しかし欲目を抜きにしても、ストーリーの構成、まとめ方がずば抜けている。伏線やキャラクターたちの特徴を上手く使っていて、ストーリーの説得力と爽快感があり、読み終わった後にまた読み返したくなる話ばかりだ。
更に、あまり長くない読み切りやすいストーリー量ながら、情報が濃い。
この場合の情報というのは、「ヒーローたちの過去や世界観の説明台詞」という意味もあるが、「その台詞を言わせることで見えるキャラクターの内面」という意味でもある。ここぞという場面のかっこいい台詞から、何気ない日常会話まで、キャラクターの情報のひとつとして、セリフが丁寧に計算されているのを感じるのだ。
それでいて掛け合いのテンポが良い。台詞のセンスがいい。読んでいてとにかく楽しい。だから内容は濃いのに、いつの間にか気持ちよく読み終わってしまう。
そして何よりも伝えたいのは、ワヒロが素晴らしく熱い「ヒーロー作品」であることと、それを描くためには「そうでない物語」である必然性がある、ということだ。
15人の少年たちは、それぞれの正義、信念、望みを持って、ヒーローとして命がけで戦っている。その中には仲間でありながら、相反する正義を唱える者もいる。ヒーローとは何か。正義とは何か。そこに正解はなく、時にぶつかり、時に協力しながら、彼らは少しずつ成長していく。
主人公が中心の物語とは、言い換えれば主人公が「正解」の物語だ。対立するものは基本的に「不正解」になってしまう。
ワヒロは、15人全員が主人公で、誰も物語の中心にはいない。だからこそ、個々の想いが同じだけの正しさを持ってぶつかり合うことができる。そうしてぶつかった軌道が新たな物語になる。胸が熱くなる物語だ。

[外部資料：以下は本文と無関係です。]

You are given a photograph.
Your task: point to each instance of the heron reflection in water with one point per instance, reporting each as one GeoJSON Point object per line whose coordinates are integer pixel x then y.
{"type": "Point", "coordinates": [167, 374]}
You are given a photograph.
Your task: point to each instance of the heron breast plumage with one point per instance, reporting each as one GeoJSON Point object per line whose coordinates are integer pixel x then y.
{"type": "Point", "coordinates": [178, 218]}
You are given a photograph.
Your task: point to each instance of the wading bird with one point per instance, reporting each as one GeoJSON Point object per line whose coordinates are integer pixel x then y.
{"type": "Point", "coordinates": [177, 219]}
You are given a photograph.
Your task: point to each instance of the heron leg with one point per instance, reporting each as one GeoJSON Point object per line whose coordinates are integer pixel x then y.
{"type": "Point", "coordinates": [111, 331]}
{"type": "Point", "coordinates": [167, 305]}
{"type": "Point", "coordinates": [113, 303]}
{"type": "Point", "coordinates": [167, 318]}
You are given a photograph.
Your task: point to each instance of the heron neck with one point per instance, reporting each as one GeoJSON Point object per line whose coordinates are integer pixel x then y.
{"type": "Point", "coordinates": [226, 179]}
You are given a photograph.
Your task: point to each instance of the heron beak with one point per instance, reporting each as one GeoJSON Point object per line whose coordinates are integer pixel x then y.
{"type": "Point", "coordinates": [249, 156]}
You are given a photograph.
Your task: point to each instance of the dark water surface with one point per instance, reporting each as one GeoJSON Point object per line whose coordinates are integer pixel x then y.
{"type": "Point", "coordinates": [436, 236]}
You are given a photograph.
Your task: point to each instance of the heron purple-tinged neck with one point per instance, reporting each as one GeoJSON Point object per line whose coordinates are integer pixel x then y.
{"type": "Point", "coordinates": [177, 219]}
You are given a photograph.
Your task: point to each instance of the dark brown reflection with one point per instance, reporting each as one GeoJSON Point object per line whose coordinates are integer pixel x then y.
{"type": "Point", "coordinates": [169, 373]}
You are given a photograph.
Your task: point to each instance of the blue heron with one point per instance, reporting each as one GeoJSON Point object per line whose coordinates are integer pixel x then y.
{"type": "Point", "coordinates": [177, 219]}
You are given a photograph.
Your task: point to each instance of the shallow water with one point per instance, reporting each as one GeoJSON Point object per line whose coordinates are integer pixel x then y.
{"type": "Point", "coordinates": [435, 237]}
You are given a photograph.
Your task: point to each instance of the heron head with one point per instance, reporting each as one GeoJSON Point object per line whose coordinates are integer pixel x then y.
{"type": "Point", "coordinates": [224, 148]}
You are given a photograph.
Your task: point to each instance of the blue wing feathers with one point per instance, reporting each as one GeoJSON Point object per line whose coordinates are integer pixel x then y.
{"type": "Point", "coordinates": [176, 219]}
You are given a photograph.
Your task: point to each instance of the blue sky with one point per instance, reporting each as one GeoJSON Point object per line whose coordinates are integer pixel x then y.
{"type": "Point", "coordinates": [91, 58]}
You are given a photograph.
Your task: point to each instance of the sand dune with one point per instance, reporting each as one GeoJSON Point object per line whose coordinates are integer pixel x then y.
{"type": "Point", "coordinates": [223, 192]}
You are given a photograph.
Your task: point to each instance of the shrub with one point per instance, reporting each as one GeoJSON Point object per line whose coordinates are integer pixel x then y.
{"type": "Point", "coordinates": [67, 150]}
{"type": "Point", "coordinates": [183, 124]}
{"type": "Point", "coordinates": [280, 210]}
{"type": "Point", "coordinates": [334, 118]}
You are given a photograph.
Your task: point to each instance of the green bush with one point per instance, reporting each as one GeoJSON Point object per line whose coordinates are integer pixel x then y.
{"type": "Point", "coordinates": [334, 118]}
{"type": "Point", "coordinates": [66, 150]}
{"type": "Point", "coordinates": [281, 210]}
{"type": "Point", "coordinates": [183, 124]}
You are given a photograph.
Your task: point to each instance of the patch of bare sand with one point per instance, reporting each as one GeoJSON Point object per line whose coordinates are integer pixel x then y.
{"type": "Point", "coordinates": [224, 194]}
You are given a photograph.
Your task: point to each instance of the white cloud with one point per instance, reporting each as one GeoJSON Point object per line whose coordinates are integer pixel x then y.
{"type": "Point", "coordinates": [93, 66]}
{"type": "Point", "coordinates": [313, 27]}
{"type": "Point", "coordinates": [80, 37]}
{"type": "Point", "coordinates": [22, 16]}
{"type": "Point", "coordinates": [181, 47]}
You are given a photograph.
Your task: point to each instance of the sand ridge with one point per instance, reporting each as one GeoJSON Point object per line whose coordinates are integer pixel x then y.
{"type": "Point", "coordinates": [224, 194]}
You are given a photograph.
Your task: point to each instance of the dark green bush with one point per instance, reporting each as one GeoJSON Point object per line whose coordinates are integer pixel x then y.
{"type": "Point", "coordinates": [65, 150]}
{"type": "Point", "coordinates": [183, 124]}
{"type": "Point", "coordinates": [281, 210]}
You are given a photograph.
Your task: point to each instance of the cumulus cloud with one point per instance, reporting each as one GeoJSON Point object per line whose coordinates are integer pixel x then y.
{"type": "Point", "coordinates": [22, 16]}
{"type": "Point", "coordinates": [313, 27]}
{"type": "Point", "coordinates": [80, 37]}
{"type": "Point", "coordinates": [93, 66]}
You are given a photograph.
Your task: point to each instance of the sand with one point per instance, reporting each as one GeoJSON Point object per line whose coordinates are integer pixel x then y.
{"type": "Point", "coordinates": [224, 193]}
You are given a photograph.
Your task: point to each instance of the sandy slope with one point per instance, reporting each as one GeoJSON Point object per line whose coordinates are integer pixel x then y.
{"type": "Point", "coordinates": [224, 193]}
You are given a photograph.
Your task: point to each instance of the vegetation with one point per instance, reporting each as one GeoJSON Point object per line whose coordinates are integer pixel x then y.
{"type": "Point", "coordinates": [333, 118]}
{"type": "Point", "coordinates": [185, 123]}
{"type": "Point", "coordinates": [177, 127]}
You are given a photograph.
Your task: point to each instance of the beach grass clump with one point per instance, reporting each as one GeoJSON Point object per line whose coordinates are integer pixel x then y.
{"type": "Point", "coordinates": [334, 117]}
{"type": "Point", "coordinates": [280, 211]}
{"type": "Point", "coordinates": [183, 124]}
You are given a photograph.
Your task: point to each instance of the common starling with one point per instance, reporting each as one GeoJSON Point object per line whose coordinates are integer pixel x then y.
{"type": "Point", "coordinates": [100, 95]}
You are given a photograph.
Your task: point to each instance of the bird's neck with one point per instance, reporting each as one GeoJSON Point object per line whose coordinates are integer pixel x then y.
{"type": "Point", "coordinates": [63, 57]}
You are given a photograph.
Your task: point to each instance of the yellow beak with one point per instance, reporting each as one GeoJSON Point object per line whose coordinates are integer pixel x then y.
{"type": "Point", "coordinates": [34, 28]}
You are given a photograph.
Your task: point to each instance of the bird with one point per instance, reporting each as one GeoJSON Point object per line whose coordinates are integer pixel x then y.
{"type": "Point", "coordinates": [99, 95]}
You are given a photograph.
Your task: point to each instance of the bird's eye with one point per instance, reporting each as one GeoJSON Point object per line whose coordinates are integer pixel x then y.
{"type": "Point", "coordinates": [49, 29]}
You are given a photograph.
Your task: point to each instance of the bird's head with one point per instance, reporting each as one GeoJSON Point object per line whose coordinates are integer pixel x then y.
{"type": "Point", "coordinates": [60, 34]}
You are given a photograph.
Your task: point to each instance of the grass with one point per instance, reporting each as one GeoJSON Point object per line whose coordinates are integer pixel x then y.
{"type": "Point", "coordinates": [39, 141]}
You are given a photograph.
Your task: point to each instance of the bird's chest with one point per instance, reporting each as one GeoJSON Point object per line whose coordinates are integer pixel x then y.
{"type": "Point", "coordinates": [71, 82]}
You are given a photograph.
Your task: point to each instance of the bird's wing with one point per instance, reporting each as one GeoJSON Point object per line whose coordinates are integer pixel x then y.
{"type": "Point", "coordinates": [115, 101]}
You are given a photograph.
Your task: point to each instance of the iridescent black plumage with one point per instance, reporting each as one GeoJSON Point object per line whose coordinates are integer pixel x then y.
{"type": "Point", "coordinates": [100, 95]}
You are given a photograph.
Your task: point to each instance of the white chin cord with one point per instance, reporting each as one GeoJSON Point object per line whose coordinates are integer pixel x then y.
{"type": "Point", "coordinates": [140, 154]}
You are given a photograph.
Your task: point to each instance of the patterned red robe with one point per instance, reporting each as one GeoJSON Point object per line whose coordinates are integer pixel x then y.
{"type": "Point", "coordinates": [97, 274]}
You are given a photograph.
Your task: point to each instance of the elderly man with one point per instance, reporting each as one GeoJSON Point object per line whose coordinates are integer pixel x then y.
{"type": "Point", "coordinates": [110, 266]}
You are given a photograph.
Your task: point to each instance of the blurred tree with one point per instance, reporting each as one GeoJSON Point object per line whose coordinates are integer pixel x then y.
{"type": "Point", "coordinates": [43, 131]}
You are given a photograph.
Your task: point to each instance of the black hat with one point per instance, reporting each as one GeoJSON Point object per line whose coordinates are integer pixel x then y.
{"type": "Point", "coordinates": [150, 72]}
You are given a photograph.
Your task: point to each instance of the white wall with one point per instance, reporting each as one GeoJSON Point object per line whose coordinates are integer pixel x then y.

そしてプレイヤーは、中心でも主人公でもないからこそ、その物語をズレなく見守ることができる。仮にプレイヤーが主人公で、物語の中心として振る舞っていたら、相反する正義を正しい重さで受け取ることができるだろうか。
「あなたを主人公にしない物語」
それがワヒロの強みで面白さだと、私は感じている。
もし少しでも気になった方は、是非ワヒロをダウンロードして、メインストーリーだけでも読んでみて欲しい。配信してまだ半年なので、すぐにストーリーに追いつけると思う。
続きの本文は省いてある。